Shearing is over.. let the spraying begin

Earlier this week shearing was completed at farmerpj's shearing shed. Rain had interrupted shearing a few times, but with just half a day to go we were able to get it all out the way on Monday.
I now have quite a lot of white sheep running around and one the jobs I needed to do was to sort out which ewes (female) sheep I was going to hang onto for lambing again next year. Each year we "retire" the old ewes. The correct term is "cast for age", basically it means the old girls are too old and they get to go on a truck ride to... um... the market. We did this on Tuesday and moved the keepers into the paddock where they will spend the rest of the year. Actually they're quite lucky, only a stones throw from the beach.
With rains forecast (and some already been) it's a great chance to spray out some liquid fertilizer. EasyN contains high levels of nitrogen which promoted crop nutrition and growth. A little rain during or after spraying helps to wash the nitrogen into the crops root zone where the plant can easily access it.
So in the rainy breaks during shearing, and since then I've managed to spray a few paddocks of Duram with EasyN, using the Ford 8401 and the Hardi 4228b commander boom spray.
Prioritising is an important part of farm life, and the job that takes top priority today is to catch up with the farm bookwook and do my BAS statement. Yes it should have been lodged yesterday, but jobs that I actually like doing often get done first... and the ones that aren't quite so enthralling seem to get put off til after the last minute.
The rains over night were fantastic and with more forecast over the next few days the young crops will really be coming along nicely.
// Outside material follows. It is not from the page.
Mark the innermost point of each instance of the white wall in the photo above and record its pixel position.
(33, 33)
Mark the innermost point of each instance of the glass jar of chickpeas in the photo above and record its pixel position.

A cab view from inside the Ford 8401 while driving back from the paddock along the road

Shifting the mob of shorn ewes down to their new paddock at the beach

Tuesday, July 20, 2010

It's Shearing time

Now that seeding is all over we've started on our July shearing. It takes a little organisation to get underway with shearing. For instance I have to have the right mobs in close proximity to the shearing shed, and sorted into their correct mobs.. cause, you know sheep... they love to get out and join mobs that they don't really belong to.
Once they're sorted we need to leave them in the sheep yards for about a day to "empty out" and also dry off a little if their wool is wet.
The night before shearing the sheep, which by now really need to be dry, are herded into the shed.. they are "shedded". Our shearing shed can hold about enough dry sheep for one days shearing for 2 shearers. I personally don't shear too many of them, but hire 2 shearers. My job in the shearing shed is to sort the wool and press it into wool bales, and to make sure everything runs smoothly.
Keeping sheep dry has been a problem this time round. The rain is wonderful for growing crops, but not for drying sheep. We've had good rains this July so the shearing has been a little on again off again as showers seem to be rolling through quite frequently. Usually this shearing takes just under a week, but at this stage it looks like we're gonna be at it for over a week now.

Thursday, July 1, 2010

New Seed Varieties

To keep up to date with the latest crops and varieties on the farm from time to time we need to buy new seed. This year we have actually started 3 new varieties, actually 4 if you include the pasture seed. Generally new seed comes in in 40kg bags and I usually buy a tonne of each new variety.
The four new varieties I have are;
  • Garnet - canola (I started seeding planting the canola)
  • Mace - wheat
  • Commander - malting barley
  • Bladder clover - the pasture seed

All but the canola was sown on the same day, which made for quite a tiring, fiddly day. See it's quite a task loading the bags into the air seeder, then calibrating for that particular seed, sowing roughly 10 hectares with the new seed and then doing a full clean out (which isn't real easy with a shearer airseeder). And repeat those steps for each new seed variety.

I have to admit that I was quite pleased when I had finished with all the fiddling around and could get back onto seeding the barley. Maritime barley is the last variety I have to go this seeding, so I am on the home stretch now, with only the 32mm of rain we had a coupla days ago to hold us up. A few more days now should see us out.